Jason Grilli is back

Grilli was supposed to pitch at least once with Indianapolis during their playoff series with Durham this week (it was my understanding that he was supposed to start in Durham tomorrow. That was causing a bit of a dilemma for me, because I'd like to go see Indy play this week and I'd like to see Grilli, too, but also the Pirates are dangerously close to clinching their first winning season in 20 years and I'm not missing that if I can help it.

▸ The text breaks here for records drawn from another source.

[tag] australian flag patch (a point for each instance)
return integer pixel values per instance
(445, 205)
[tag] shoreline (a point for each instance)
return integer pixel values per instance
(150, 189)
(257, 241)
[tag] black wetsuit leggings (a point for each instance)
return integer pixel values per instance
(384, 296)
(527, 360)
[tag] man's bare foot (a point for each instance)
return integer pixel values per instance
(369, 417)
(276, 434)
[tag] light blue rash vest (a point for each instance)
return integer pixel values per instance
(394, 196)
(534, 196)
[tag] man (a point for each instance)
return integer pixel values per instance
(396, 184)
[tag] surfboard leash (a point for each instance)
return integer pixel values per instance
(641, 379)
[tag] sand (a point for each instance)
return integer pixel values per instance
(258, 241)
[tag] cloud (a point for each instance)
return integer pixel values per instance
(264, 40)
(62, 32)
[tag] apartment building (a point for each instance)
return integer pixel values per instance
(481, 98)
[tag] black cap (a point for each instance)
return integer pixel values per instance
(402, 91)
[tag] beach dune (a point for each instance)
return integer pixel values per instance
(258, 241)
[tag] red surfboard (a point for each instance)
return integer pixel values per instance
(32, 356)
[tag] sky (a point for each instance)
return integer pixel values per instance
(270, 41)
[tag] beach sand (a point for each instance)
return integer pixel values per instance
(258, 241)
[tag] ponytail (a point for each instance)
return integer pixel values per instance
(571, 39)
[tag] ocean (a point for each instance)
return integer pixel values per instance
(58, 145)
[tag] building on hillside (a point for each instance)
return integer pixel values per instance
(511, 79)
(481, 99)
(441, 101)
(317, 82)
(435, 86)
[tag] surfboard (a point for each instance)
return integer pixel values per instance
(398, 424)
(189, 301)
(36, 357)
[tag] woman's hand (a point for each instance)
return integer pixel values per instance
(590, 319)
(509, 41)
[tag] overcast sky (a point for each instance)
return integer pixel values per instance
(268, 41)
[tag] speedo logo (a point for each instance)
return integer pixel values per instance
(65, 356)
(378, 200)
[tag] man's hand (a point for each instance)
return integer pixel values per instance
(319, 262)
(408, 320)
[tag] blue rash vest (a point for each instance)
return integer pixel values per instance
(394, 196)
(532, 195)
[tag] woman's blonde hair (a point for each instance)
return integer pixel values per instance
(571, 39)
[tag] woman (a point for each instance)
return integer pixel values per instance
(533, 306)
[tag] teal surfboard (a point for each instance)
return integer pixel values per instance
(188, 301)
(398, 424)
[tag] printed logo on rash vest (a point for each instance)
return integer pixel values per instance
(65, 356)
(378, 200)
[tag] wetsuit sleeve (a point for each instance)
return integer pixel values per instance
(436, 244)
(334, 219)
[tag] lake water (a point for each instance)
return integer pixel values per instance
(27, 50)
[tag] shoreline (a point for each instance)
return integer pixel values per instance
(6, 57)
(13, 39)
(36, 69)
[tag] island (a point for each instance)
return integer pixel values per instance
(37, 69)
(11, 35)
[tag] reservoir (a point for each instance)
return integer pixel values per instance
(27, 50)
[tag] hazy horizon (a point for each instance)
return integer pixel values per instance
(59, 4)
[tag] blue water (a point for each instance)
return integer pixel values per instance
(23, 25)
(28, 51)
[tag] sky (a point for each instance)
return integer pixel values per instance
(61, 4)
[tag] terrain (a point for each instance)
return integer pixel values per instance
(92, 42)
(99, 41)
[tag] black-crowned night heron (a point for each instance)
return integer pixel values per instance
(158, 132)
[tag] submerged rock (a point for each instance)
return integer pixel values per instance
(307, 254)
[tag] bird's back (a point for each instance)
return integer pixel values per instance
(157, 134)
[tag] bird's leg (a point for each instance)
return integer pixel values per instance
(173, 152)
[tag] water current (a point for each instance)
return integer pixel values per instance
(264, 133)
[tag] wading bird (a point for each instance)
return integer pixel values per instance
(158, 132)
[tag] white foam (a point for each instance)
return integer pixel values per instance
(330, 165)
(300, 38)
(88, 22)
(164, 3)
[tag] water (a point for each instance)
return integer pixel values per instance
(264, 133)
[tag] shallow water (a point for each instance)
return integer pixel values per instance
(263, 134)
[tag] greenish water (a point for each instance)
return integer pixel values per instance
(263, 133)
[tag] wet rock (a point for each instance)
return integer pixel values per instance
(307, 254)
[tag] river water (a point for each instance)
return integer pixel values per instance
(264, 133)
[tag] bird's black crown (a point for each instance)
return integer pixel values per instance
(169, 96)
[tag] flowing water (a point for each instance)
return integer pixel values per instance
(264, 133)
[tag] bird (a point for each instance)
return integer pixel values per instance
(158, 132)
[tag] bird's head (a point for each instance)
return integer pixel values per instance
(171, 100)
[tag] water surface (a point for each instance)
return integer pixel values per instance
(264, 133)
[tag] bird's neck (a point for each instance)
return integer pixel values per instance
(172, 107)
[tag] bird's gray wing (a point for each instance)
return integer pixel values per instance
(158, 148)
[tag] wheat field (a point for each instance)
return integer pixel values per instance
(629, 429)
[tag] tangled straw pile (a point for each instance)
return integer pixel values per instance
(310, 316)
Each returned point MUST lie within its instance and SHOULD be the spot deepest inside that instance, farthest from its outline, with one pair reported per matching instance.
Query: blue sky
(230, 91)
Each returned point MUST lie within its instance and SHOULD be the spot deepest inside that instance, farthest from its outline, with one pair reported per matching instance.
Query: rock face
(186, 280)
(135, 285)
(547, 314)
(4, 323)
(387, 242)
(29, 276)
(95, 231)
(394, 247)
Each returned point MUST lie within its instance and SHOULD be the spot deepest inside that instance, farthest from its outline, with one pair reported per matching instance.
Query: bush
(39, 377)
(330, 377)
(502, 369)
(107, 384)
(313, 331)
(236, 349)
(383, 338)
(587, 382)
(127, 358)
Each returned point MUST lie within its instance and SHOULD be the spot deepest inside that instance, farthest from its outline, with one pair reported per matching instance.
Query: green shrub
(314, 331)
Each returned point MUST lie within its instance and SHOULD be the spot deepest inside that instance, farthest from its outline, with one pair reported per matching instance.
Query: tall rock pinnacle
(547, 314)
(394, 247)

It's really hard to understate how important Grilli might be to a stretch run. Mark Melancon is obviously incredible and Tony Watson has been borderline unhittable for a month (since August 6th, Watson's made 12 appearances and thrown 14 innings; he's allowed nine hits, zero runs, zero walks, and struck out 11), but the Pirates have constantly seemed to be one reliever short from really being able to shut the game down the way they could earlier in the season. Obviously, Grilli can be that reliever.

There's been some question over exactly what role he'll return to (Clint Hurdle has indicated that he might not immediately put him back into the closer's role to allow him to settle back in), but that hardly matters. Grilli was having a ridiculously good season that landed him on the All-Star team (66 strikeouts and 10 walks over 42 1/3 innings to go with his 2.34 ERA, all of which just feels silly to type out) and the cover of Sports Illustrated. Six weeks ago, Grilli was clutching his elbow on the mound a week after appearing on the cover of Sports Illustrated. It looked like his season and maybe even his career was over. Tonight, he's back in the bullpen. If he's healthy, the end of games just changed considerably for the better for the Pirates.

About Pat Lackey

In 2005, I started a WHYGAVS instead of working on organic chemistry homework. Many years later, I've written about baseball and the Pirates for a number of sites all across the internet, but WHYGAVS is still my home. I still haven't finished that O-Chem homework, though.